Six of us went to see the latest film by the preeminent Turkish filmmaker Nuri Bilge Ceylan. The movie is called About Dry Grasses. The grass doesn’t show itself till about the three-hour mark in this three-hour seventeen-minute narrative. Until then snow covers the screen and also swallows some of the subtitles. But I am not complaining.
All six of us were enthralled by the stark landscape against
which the main character was shown to be sweet, artistic, mean-spirited and
duplicitous, by turns. Just when you might feel for him, he would betray your
trust and then you might get a glimpse of another dimension in his character.
He is a modern-day Ulysses, pragmatic, amoral yet achieving
a certain humanity as he struggles for transcendence.
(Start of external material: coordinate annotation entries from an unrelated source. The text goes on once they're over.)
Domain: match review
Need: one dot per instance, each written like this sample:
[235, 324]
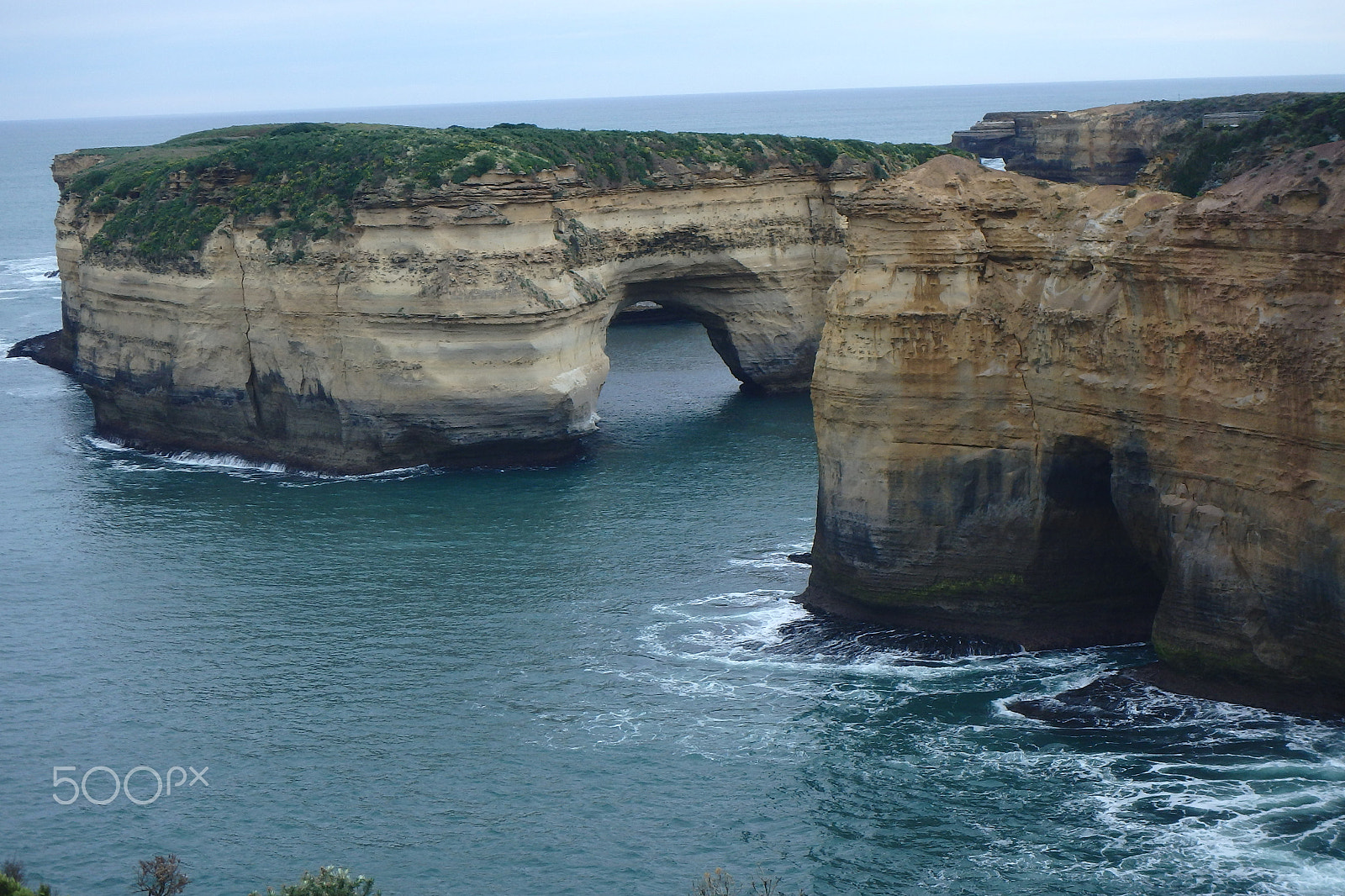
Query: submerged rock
[1068, 414]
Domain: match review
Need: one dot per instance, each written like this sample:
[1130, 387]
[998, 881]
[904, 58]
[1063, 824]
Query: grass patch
[1197, 159]
[306, 179]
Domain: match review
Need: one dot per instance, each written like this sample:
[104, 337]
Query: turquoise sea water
[568, 681]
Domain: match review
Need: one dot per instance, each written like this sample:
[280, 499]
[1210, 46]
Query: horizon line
[674, 96]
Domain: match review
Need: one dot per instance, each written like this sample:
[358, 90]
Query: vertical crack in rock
[1026, 389]
[251, 387]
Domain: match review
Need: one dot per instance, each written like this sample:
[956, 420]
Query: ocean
[575, 680]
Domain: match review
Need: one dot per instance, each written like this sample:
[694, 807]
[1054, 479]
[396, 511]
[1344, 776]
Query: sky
[78, 58]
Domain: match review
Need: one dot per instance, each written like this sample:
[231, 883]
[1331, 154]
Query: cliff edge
[1062, 414]
[356, 298]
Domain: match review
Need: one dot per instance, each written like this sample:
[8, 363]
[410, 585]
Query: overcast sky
[145, 57]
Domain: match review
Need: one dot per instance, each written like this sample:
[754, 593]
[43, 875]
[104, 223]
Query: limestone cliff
[1161, 143]
[346, 299]
[1060, 414]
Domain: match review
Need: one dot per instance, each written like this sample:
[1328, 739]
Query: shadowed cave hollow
[1084, 548]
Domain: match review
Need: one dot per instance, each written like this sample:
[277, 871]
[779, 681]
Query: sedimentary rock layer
[454, 326]
[1063, 414]
[1107, 145]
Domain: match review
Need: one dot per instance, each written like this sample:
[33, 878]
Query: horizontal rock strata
[450, 326]
[1064, 414]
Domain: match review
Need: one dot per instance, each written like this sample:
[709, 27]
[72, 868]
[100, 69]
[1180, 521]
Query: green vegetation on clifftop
[302, 181]
[1196, 159]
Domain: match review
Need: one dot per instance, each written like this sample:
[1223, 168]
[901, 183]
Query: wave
[26, 276]
[134, 461]
[1210, 797]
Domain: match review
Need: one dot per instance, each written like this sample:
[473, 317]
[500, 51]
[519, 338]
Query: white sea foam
[134, 461]
[26, 276]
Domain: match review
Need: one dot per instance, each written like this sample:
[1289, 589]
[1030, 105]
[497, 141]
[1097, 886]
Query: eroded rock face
[1110, 145]
[1106, 145]
[1064, 414]
[450, 329]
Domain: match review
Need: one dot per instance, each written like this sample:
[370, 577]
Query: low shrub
[329, 882]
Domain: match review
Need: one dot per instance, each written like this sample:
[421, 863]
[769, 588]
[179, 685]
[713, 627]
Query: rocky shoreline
[1051, 414]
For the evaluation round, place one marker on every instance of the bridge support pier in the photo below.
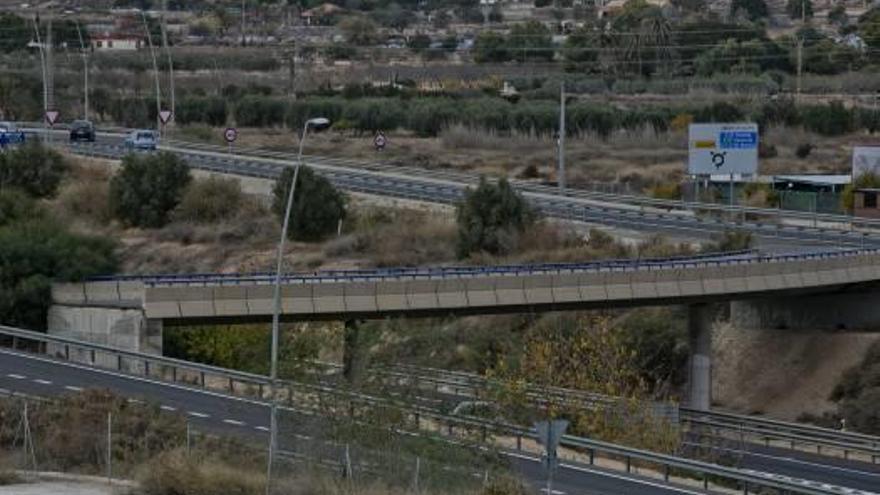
(353, 352)
(700, 360)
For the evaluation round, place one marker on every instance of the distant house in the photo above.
(321, 15)
(116, 42)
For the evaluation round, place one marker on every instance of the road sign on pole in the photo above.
(230, 135)
(379, 141)
(723, 149)
(549, 435)
(52, 116)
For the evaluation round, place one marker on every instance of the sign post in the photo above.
(379, 141)
(230, 135)
(51, 119)
(164, 118)
(723, 149)
(549, 435)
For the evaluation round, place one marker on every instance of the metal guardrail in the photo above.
(671, 465)
(180, 371)
(824, 440)
(714, 260)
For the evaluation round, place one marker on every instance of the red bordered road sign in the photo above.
(52, 116)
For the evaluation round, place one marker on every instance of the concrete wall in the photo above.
(844, 311)
(121, 328)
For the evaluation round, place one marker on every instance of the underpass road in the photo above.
(45, 377)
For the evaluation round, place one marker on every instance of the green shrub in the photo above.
(33, 168)
(17, 206)
(491, 218)
(731, 240)
(147, 188)
(832, 119)
(35, 252)
(210, 200)
(318, 207)
(803, 150)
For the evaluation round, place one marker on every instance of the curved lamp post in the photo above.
(317, 124)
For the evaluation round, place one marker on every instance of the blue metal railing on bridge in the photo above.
(712, 259)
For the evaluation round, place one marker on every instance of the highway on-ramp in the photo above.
(45, 377)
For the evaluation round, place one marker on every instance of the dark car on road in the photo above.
(82, 130)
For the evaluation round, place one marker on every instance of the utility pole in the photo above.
(155, 72)
(43, 70)
(561, 143)
(242, 22)
(168, 55)
(50, 77)
(85, 57)
(800, 50)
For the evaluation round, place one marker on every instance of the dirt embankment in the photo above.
(782, 373)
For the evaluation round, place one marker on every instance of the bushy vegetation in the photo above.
(491, 218)
(148, 188)
(33, 168)
(858, 394)
(210, 200)
(36, 250)
(318, 207)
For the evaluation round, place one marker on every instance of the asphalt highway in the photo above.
(210, 411)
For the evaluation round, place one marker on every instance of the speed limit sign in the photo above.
(380, 141)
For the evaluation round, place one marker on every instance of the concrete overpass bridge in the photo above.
(826, 289)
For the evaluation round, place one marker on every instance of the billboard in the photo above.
(866, 159)
(723, 149)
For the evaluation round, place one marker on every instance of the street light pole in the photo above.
(276, 307)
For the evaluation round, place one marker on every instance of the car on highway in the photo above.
(142, 139)
(82, 130)
(10, 134)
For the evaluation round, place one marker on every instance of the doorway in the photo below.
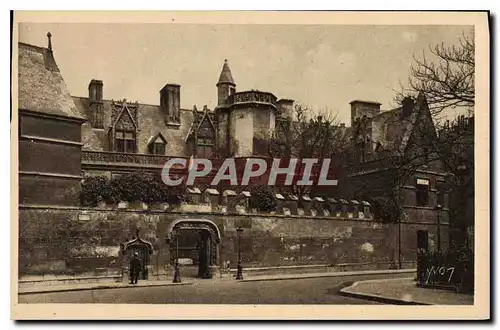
(194, 243)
He perseveres like my
orchid which has died three times and is now fighting for another rebirth.
Like Ulysses, he is a man of many turnings. I came away
thinking he is a self-deprecating version of the director / writer himself. At several
points we see the still photography of the protagonist which is clearly the artwork
of Ceylan. He is telling us not to demand purity. The multitudes within are
struggling to survive. As Tarzan said to Jane, It’s a jungle out there.
My orchid has a tongue. It speaks fluent orchid. I see it
wagging, reminding me about her three weekly ice cubes to quench the parched roots.
The dry grass speaks to us of Nature’s cycles. Petals drop or get buried under
permafrost but thaw and regenerate like the human spirit. At one point we too might seem desiccated with despair,
then buds appear.
Over enchiladas, guacamole and strip steak we six agreed with ourselves, far from the Anatolian winter. Conversation flowed from the spring we contain wetting our meadow of dry grass.